Dans les faits, les poursuites et condamnations pénales du chef du délit prévu à l'article L. 420-6 du code de commerce ne concernent plus que des personnes physiques. Selon les statistiques fournies par le Gouvernement, qui ne visent que les ententes, ces poursuites et condamnations sont devenues rares : pas plus d'une dizaine de poursuites par an, entre deux et six condamnations, dont un quart à des peines d'emprisonnement toujours assorties du sursis30(*).

Aucune juridiction n'est aujourd'hui spécialisée dans le traitement de cette délinquance.

II. L'attribution d'une compétence nationale concurrente au parquet national financier et aux juridictions parisiennes

L'article 7 du projet de loi prévoit d'attribuer au procureur de la République financier, au juge d'instruction et au tribunal correctionnel de Paris une compétence concurrente, sur l'ensemble du territoire national, pour la poursuite, l'instruction et le jugement des délits prévus à l'article L. 420-6 du code de commerce.

Cette nouvelle compétence viendrait s'ajouter aux compétences concurrentes que détiennent déjà le PNF et les juridictions parisiennes en matière d'atteintes à la probité et d'atteintes aux finances publiques (fraude fiscale, escroquerie à la taxe sur la valeur ajoutée, etc.), ainsi qu'à leur compétence exclusive en matière d'abus de marché.

On peut s'interroger sur l'opportunité d'étendre la compétence du PNF à ce nouveau champ, qui paraît assez éloigné de ses missions actuelles.
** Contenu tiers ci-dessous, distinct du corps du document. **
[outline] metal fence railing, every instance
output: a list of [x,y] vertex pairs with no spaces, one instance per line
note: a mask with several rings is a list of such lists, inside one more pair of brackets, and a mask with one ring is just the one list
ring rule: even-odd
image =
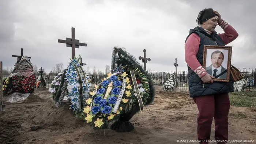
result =
[[[242,75],[244,76],[245,79],[247,82],[246,89],[250,90],[256,90],[256,69],[253,69],[250,68],[248,70],[244,68],[242,71],[240,70]],[[174,74],[175,72],[171,72],[170,73],[165,72],[150,72],[154,82],[154,84],[156,86],[162,86],[167,79],[170,77],[172,74]],[[177,72],[177,78],[179,83],[179,88],[181,90],[188,90],[188,86],[187,80],[187,71],[178,71]],[[8,75],[4,75],[3,76],[8,76]],[[52,82],[55,76],[45,77],[47,82],[46,87],[50,87]],[[97,75],[90,75],[92,80],[92,86],[94,87],[95,85],[97,85],[104,77],[106,77],[106,75],[100,74]]]

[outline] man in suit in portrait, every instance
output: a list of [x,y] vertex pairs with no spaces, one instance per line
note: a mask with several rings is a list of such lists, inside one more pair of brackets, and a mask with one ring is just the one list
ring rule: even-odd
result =
[[224,61],[224,54],[219,50],[216,50],[211,55],[211,64],[206,68],[206,72],[213,76],[216,77],[226,71],[226,72],[222,73],[222,75],[218,77],[220,79],[227,79],[227,69],[223,68],[221,64]]

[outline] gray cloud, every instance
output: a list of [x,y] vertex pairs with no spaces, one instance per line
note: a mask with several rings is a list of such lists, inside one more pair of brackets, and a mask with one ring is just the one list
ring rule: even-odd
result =
[[[103,70],[110,65],[114,46],[126,48],[136,57],[143,55],[152,60],[147,68],[172,71],[175,58],[178,70],[187,71],[184,57],[185,39],[196,26],[199,11],[212,8],[233,26],[239,36],[233,46],[232,64],[239,68],[255,67],[254,18],[256,1],[247,0],[78,0],[75,7],[70,1],[17,0],[0,1],[0,57],[4,66],[11,67],[20,48],[32,57],[31,62],[48,72],[57,63],[67,65],[71,49],[59,39],[76,38],[87,46],[76,49],[86,67]],[[220,27],[217,31],[223,33]],[[138,58],[138,60],[139,60]]]

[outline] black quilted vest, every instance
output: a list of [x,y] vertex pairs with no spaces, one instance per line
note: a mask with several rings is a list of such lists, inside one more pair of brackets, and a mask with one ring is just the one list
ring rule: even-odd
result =
[[[191,29],[189,30],[189,34],[186,38],[186,41],[188,37],[193,33],[195,33],[200,37],[200,43],[198,52],[196,54],[196,57],[201,65],[203,65],[204,45],[217,45],[211,40],[210,38],[214,41],[216,41],[218,45],[225,46],[224,42],[221,39],[220,37],[215,31],[210,35],[207,34],[203,29],[199,27],[196,27],[194,29]],[[208,37],[206,37],[206,35]],[[231,75],[229,82],[214,82],[213,83],[204,83],[198,75],[188,66],[188,87],[191,97],[234,92],[233,82],[232,80],[233,79],[231,78]],[[203,87],[203,84],[204,84],[204,87]]]

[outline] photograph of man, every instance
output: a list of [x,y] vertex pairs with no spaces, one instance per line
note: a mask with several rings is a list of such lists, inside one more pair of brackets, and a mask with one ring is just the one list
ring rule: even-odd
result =
[[[213,52],[211,55],[211,64],[206,68],[206,72],[209,74],[215,77],[216,78],[227,79],[227,69],[222,65],[224,61],[224,58],[223,53],[221,51],[217,50]],[[207,59],[207,60],[209,60],[208,58]],[[227,66],[224,66],[224,67],[226,67]],[[225,71],[226,71],[226,72],[224,72]],[[220,74],[221,74],[221,75],[218,76]],[[219,76],[216,77],[217,76]]]

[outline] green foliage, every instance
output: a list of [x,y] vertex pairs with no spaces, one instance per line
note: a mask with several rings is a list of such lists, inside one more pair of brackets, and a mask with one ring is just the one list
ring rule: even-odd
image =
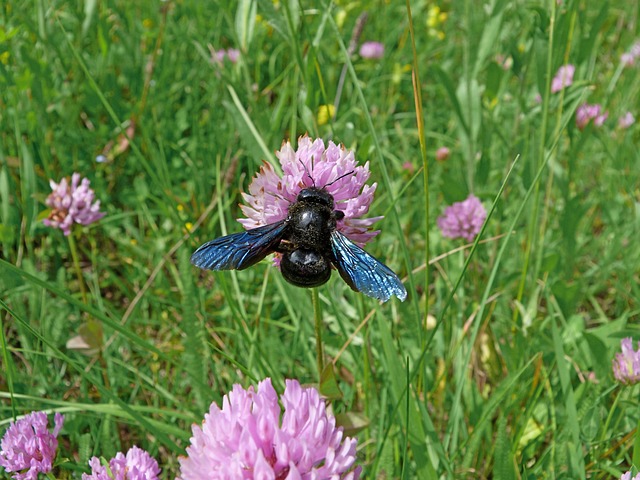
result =
[[[242,228],[241,192],[305,133],[370,162],[369,214],[385,219],[367,249],[409,290],[379,305],[333,275],[319,291],[337,358],[323,388],[364,478],[640,467],[638,387],[611,373],[620,340],[640,340],[640,127],[617,126],[640,116],[640,58],[620,63],[637,15],[620,0],[410,3],[413,40],[405,2],[0,6],[0,424],[65,413],[59,458],[80,463],[57,478],[134,444],[173,478],[191,424],[234,383],[318,382],[309,292],[268,261],[189,263]],[[363,12],[379,60],[349,51]],[[229,48],[237,63],[212,57]],[[549,93],[568,63],[573,84]],[[602,126],[576,126],[585,102]],[[73,172],[107,213],[74,229],[80,278],[42,223],[49,180]],[[436,218],[472,192],[490,217],[460,249]]]

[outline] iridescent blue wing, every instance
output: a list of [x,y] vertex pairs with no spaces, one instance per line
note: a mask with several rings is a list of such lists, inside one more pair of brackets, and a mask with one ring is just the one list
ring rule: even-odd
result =
[[331,234],[335,266],[342,279],[356,292],[386,302],[395,295],[404,302],[407,290],[393,271],[365,252],[342,233]]
[[287,227],[286,221],[216,238],[191,255],[191,263],[206,270],[244,270],[273,253]]

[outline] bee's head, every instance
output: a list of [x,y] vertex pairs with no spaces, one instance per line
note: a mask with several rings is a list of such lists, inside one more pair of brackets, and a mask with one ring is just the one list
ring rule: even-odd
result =
[[333,195],[327,192],[324,188],[308,187],[303,188],[298,194],[296,199],[298,202],[318,203],[320,205],[326,205],[333,210]]

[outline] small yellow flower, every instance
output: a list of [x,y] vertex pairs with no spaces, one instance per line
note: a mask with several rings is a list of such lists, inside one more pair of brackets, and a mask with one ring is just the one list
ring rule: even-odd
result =
[[448,16],[449,14],[440,10],[437,5],[429,7],[427,11],[427,31],[429,36],[437,37],[440,40],[444,39],[445,34],[440,27],[446,22]]
[[336,107],[333,105],[320,105],[318,108],[318,125],[324,125],[329,123],[329,120],[333,118],[336,113]]
[[438,28],[447,20],[448,16],[449,14],[441,11],[439,6],[432,5],[427,12],[427,27]]

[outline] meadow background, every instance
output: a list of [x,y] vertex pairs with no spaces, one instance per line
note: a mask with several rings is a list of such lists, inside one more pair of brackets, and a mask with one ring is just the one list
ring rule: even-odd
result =
[[[402,1],[2,2],[0,426],[64,413],[58,478],[133,444],[173,478],[234,383],[317,385],[309,291],[268,261],[189,263],[241,230],[240,193],[304,133],[370,162],[385,219],[367,250],[409,291],[380,305],[336,274],[319,289],[324,388],[363,478],[640,465],[638,386],[611,369],[640,340],[640,130],[618,126],[640,115],[640,62],[620,60],[639,3],[410,4],[413,38]],[[382,42],[380,59],[347,54],[364,12],[358,45]],[[237,62],[212,58],[228,48]],[[551,93],[564,64],[573,84]],[[602,126],[577,128],[585,102]],[[70,243],[42,219],[49,179],[73,172],[107,215]],[[475,248],[436,226],[469,193],[490,210]]]

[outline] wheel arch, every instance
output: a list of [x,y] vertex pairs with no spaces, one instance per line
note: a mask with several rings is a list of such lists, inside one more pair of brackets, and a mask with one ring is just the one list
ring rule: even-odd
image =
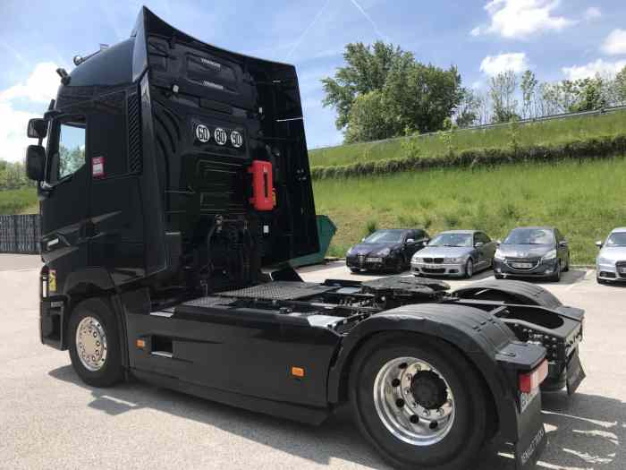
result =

Toutefois, selon les informations fournies par le Gouvernement, le PNF est déjà amené à enquêter sur des pratiques anticoncurrentielles, à titre connexe, à l'occasion de procédures portant sur des faits de favoritisme notamment. Il existe donc bien une connexité entre ces différentes compétences.

L'attribution à un parquet national spécialisé d'une compétence concurrente en la matière pourrait conduire à renforcer la répression pénale des pratiques anticoncurrentielles, comme y appellent certains auteurs31(*). Il faut néanmoins noter que, pour les personnes morales, l'arsenal de la répression administrative restera beaucoup plus dissuasif que celui dont disposent le parquet et le juge pénal32(*).
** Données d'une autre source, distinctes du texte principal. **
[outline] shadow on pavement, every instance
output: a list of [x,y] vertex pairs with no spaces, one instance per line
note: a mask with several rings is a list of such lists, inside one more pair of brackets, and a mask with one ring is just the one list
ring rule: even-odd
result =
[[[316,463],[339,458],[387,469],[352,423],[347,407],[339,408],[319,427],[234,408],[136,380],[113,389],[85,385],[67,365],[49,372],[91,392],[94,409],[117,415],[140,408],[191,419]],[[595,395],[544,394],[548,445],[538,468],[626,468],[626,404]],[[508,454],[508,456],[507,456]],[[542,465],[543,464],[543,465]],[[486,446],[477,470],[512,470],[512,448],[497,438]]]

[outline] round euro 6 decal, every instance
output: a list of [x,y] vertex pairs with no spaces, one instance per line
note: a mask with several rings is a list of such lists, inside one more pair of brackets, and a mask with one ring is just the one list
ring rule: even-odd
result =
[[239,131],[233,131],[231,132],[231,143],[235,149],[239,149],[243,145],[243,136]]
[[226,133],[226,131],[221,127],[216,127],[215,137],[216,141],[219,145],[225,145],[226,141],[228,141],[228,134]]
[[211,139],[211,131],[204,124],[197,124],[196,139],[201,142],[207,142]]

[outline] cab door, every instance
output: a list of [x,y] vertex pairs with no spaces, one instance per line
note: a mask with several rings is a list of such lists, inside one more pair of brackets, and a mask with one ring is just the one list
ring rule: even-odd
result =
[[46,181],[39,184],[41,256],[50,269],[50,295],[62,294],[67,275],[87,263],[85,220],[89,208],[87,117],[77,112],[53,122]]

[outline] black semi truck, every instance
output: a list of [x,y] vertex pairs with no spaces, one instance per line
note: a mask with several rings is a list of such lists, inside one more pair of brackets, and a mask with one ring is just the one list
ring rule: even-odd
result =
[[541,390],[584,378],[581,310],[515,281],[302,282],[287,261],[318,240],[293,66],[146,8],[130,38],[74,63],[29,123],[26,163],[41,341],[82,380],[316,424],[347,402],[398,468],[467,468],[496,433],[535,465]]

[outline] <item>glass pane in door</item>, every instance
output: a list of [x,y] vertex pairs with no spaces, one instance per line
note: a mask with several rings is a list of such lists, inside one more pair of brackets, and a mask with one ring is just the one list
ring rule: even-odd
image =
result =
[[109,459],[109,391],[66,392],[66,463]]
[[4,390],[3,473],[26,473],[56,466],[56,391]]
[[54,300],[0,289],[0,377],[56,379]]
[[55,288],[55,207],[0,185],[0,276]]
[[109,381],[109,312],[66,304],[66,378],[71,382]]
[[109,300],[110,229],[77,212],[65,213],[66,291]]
La commission a adopté cet article sans modification.


* 29 Sauf en Nouvelle-Calédonie et en Polynésie française, où les règles de droit commercial relèvent du droit local.
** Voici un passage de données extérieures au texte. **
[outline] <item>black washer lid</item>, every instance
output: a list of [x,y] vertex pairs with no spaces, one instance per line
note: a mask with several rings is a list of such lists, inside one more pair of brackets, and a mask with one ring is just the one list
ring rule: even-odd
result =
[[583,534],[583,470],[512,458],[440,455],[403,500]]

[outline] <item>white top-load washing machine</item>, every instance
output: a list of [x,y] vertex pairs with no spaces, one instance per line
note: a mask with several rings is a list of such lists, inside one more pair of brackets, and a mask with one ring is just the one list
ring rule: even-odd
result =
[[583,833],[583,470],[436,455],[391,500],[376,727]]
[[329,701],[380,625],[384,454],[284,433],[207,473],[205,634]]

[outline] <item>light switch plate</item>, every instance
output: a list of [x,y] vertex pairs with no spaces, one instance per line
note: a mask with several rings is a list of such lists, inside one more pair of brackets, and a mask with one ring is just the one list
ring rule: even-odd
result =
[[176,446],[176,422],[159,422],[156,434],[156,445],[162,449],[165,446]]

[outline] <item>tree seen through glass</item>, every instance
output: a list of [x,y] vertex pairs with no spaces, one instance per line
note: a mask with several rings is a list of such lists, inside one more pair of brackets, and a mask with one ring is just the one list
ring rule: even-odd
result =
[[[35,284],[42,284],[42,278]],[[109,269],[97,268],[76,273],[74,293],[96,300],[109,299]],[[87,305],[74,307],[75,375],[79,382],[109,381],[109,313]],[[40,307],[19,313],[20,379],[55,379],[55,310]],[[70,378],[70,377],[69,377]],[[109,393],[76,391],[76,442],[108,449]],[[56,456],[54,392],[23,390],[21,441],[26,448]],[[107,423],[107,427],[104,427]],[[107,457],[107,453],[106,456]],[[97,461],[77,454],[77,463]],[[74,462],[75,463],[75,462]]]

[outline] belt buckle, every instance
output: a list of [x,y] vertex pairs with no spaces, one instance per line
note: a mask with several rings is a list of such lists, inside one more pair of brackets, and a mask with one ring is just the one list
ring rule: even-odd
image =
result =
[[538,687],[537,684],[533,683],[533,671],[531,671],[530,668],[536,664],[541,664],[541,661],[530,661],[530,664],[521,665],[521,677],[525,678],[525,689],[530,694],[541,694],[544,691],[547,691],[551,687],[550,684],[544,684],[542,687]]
* 30 Voir l'étude d'impact du projet de loi.

* 31 Voir les réflexions en ce sens de Wouter P.J. Wils, conseiller-auditeur dans les procédures de concurrence à la Commission européenne, dans « La pénalisation du droit communautaire est-elle la solution ? », Revue Lamy de la concurrence, n°4, août 2005.

* 32 En application de l'article 131-38 du code pénal, le taux maximum de l'amende applicable à une personne morale reconnue coupable du chef du délit prévu à l'article L. 420-6 du code de commerce est porté au quintuple de celui prévu pour les personnes physiques, soit 375 000 euros ; la peine d'emprisonnement n'est évidemment pas applicable. En outre, il n'est pas prévu d'étendre à cette infraction la procédure de la convention judiciaire d'intérêt public (CJIP), qui permettrait au PNF ou à un autre parquet de négocier avec une personne morale mise en cause le versement d'une amende d'intérêt public plafonnée à 30 % du chiffre d'affaires moyen annuel.